While in Denmark, I picked up a book called, The Cooks Book...NO, not the one currently popular in the US with recipes. This was a huge encyclopedia. Each page had 4 columns. In the first column were ingredients/termsin English..sugar, flour, salt, mix, fold, bake, etc. In the second column was it's French translation, the third Danish and the fourth German. I had bought a bunch of other books that day and did not have the money left to buy this one. I could kick myself! Now, I have a bunch of Danish and German baking and pastry books, and I'm having trouble understanding the directions. 

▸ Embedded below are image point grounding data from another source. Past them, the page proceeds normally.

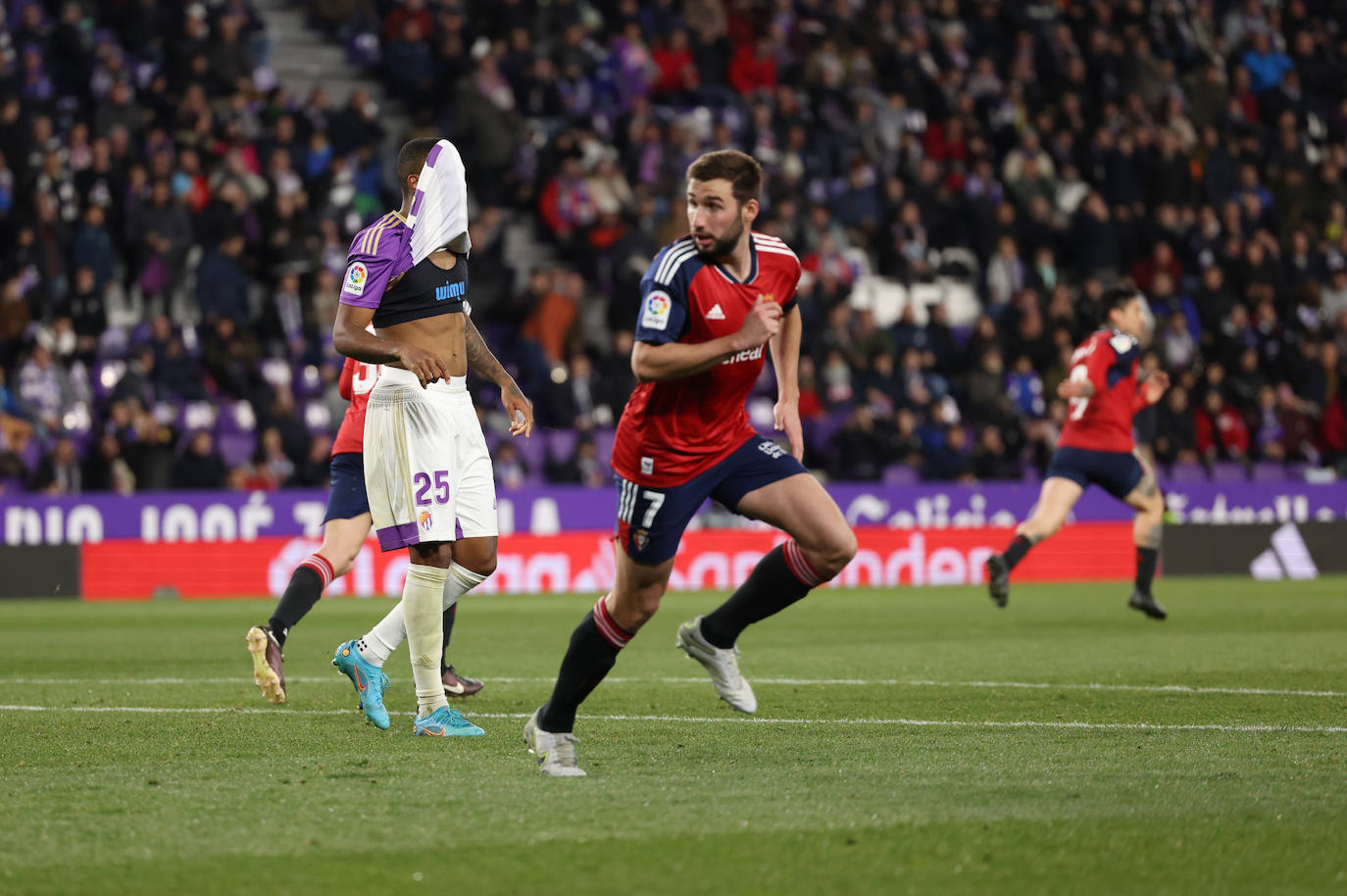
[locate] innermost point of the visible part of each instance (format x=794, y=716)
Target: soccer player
x=345, y=529
x=1095, y=448
x=427, y=468
x=710, y=303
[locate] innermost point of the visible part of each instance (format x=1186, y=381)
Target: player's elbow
x=641, y=367
x=341, y=340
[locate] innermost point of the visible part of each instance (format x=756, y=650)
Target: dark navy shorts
x=651, y=522
x=1116, y=472
x=346, y=497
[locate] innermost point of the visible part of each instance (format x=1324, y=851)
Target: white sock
x=422, y=598
x=391, y=630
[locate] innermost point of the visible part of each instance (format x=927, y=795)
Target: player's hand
x=785, y=418
x=1155, y=387
x=760, y=324
x=521, y=410
x=427, y=366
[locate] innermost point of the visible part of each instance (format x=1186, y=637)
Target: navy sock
x=768, y=589
x=305, y=587
x=586, y=663
x=449, y=628
x=1019, y=547
x=1146, y=560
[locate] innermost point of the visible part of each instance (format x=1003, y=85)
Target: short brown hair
x=413, y=157
x=740, y=169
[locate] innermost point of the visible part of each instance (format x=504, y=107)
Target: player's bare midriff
x=443, y=334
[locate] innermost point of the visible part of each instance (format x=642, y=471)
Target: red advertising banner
x=129, y=569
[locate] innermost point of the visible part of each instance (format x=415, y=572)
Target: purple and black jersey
x=381, y=252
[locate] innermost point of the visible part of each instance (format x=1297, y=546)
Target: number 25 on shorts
x=424, y=482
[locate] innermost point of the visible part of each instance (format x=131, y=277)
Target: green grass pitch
x=912, y=741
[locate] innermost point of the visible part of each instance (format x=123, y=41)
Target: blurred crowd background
x=962, y=180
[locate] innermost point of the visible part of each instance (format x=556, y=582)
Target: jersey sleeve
x=367, y=276
x=1112, y=360
x=792, y=299
x=665, y=303
x=348, y=374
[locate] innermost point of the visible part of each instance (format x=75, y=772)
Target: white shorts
x=427, y=469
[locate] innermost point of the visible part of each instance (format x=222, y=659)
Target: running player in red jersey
x=1095, y=448
x=345, y=528
x=710, y=303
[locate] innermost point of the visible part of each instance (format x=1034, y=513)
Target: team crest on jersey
x=356, y=276
x=656, y=313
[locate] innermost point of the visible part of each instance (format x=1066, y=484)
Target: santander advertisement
x=709, y=560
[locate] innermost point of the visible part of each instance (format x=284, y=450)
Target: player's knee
x=341, y=564
x=435, y=554
x=1037, y=528
x=634, y=608
x=483, y=566
x=838, y=551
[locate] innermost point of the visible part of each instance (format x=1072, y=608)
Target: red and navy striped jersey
x=671, y=431
x=356, y=381
x=1102, y=422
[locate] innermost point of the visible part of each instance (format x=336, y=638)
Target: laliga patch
x=356, y=276
x=656, y=312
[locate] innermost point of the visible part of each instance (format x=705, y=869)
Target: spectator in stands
x=45, y=389
x=1221, y=431
x=148, y=449
x=107, y=469
x=510, y=467
x=200, y=467
x=60, y=473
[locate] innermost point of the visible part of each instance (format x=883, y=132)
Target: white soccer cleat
x=555, y=752
x=723, y=666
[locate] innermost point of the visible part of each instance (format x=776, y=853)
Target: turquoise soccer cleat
x=370, y=682
x=445, y=722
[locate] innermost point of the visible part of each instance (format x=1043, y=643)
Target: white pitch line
x=807, y=682
x=897, y=722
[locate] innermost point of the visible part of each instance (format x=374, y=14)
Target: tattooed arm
x=479, y=359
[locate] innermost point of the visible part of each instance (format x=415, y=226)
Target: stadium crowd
x=175, y=224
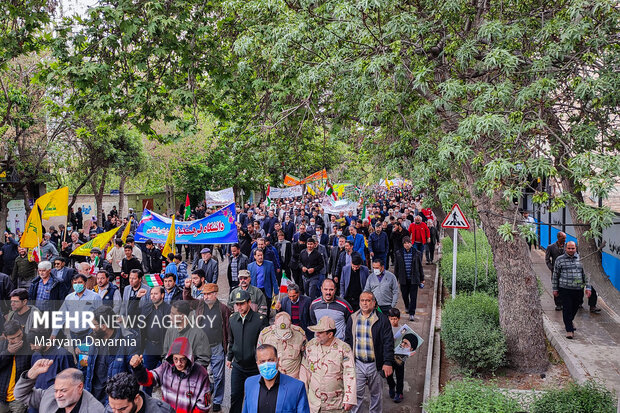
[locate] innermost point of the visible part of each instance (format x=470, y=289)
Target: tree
x=458, y=91
x=26, y=139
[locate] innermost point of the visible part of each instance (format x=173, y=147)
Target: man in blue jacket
x=263, y=275
x=272, y=391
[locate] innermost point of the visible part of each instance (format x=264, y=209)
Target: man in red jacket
x=420, y=234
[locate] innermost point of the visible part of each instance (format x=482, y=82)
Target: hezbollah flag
x=169, y=245
x=188, y=210
x=125, y=233
x=290, y=180
x=33, y=234
x=100, y=241
x=54, y=203
x=329, y=191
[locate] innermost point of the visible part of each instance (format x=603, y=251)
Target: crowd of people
x=319, y=347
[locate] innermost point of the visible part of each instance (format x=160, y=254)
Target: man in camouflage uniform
x=258, y=300
x=329, y=370
x=289, y=340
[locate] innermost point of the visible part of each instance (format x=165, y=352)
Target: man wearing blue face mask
x=272, y=391
x=79, y=301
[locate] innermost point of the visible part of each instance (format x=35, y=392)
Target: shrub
x=471, y=396
x=466, y=265
x=575, y=398
x=471, y=333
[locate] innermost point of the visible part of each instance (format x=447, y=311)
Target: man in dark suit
x=284, y=248
x=62, y=273
x=298, y=307
x=353, y=280
x=288, y=227
x=236, y=263
x=286, y=393
x=263, y=275
x=408, y=269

Does anyone else know of this book or anything comparable? Any cooking term translation websites?

Tks.


----------



## mezzaluna (Aug 29, 2000)

Here's an online translator for German terms: http://german.about.com/library/blrezepte_voc.htm


----------



## bigbuns (Jun 28, 2004)

That's great! Should help immensely. French I can translate, so now all I really need is Danish. I've been searching using the term "dictionary" and "translations".....I think I'll try "glossary", since this is what this site uses.
Thanks a bunch.


----------



## mezzaluna (Aug 29, 2000)

BTW, BigBuns, I LOVE your signature line!:lol:


----------



## bigbuns (Jun 28, 2004)

I only speak the truth!


----------